「馬淵監督は冬の期間、基礎体力面で徹底的に選手を鍛え上げます。対する中央学院の相馬幸樹監督は社会人野球・シダックスの出身、野村克也氏に薫陶を受けた若い指導者です」(アマチュア担当記者)
馬淵監督はやみくもに選手を鍛えているのではない。また、中央学院の練習量が少ないという意味でもない。ノムラID野球とは,平たく言えば、対戦チームの傾向をまとめ、それに応じて作戦を立てていく。ID野球と名将がぶつかったら、どんな試合になるのかが注目されていたのである。
野村氏に学んだ選手のなかには指導者となった者も多い。氏が専任監督を務めたヤクルト、阪神、楽天以外にも散り、ID野球は現プロ野球の戦力の礎となったと言っても過言ではない。
「ID野球は各球団でさらに改良されています。今日ではメジャーリーグ式のデータ収集法、選手能力の分析法も広まっていて、各球団とも、事細かな戦略を立てています」(プロ野球解説者)
ID野球は監督・野村のミーティングで説明されていったという。そのせいだろう。こんな声も聞かれた。「今さらだが、そのミーティングノートがほしい」――。それも、一部のプロ野球関係者、現役の球団スタッフからそんな声が出ているのだ。

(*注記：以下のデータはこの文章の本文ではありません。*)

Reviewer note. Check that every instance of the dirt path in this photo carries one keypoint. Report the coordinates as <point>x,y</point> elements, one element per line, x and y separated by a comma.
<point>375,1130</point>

「実は、ミーティングノートのオリジナルを持っていないのは、ヤクルトなんです」(球界関係者)
ヤクルトはID野球を提唱した最初のチームでもある。野村氏がヤクルトの指揮官を務めたのは1990年から98年、その後、阪神、シダックス、楽天を渡り歩いているが、ヤクルト球団だけがミーティングのオリジナルノートを持っていないそうだ。
ヤクルトOBの一人がこう言う。
「その通りですよ。野村さんが監督を務めていらした9年間のミーティングノートのオリジナルはヤクルトにはありません。だって、個人財産ですから」
この「個人財産」なる言葉が意味深い。同OBによれば、当時の野村氏のミーティングはホワイトボードで行われたという。学校の授業のように野村氏がボードに書き、それを選手たちがノートに書き記していく。話に熱が入ると、ボードを消してすぐに次のことを書きなぐっていく。そのスピードに付いていけない選手も出て、隣の席に座っている者のノートを覗いて書き足していくという、まさに学校の授業のようなミーティングがされていたそうだ。
この話を阪神OBの元プロ野球選手に聞いてみた。
「阪神でのミーティングはちょっと違いました。プリントが配られ、それを教科書のように使って野村さんが説明してくれました」
阪神に詳しいプロ野球解説者によれば、当時のナインから、「野村さんの筆記が早すぎる」との苦情が出て、球団スタッフがプリント物を作成することに改められたのだという。阪神指揮官に就任した1年目の途中からそのように変更されたという。また、シダックス、楽天の関係者にも確認してみたが、「メインは野村氏の話」としつつも、ノート記述以外にも、プリント物やプロジェクタースクリーンなどが使われていたそうだ。
つまり、ヤクルトだけは”ミーティングの副教材”を作らなかったため、結果的にIDノートが残らなかったわけだ。
「野村さんがヤクルトで指揮を執られた9年間でIDノートが完成するとすれば、そのミーティングに皆勤賞で出席できた選手だけが『原本』を作ることができたと言えます。その間、トレードなどで移籍してしまった選手もいれば、9年間在籍したとしても二軍降格で野村さんのミーティングに出られなかった選手もいます。でも、苦労してノートを書いた甲斐もあって、だいたいのことは記憶しています」(前出・ヤクルトOB)
戦略の説明、選手に喝を入れる、スケジュールの伝達、ミーティングにはいろいろな要素があるが、プロ野球各チームに「副教材作成」が定着しなかったのは、「有効な戦略」を作れる指揮官が現れなかったためか…。30日にプロ野球ペナントレースが開幕する。12球団の指揮官は試合前のミーティングでどんな言葉を掛け、選手をグラウンドに送り出すのだろうか。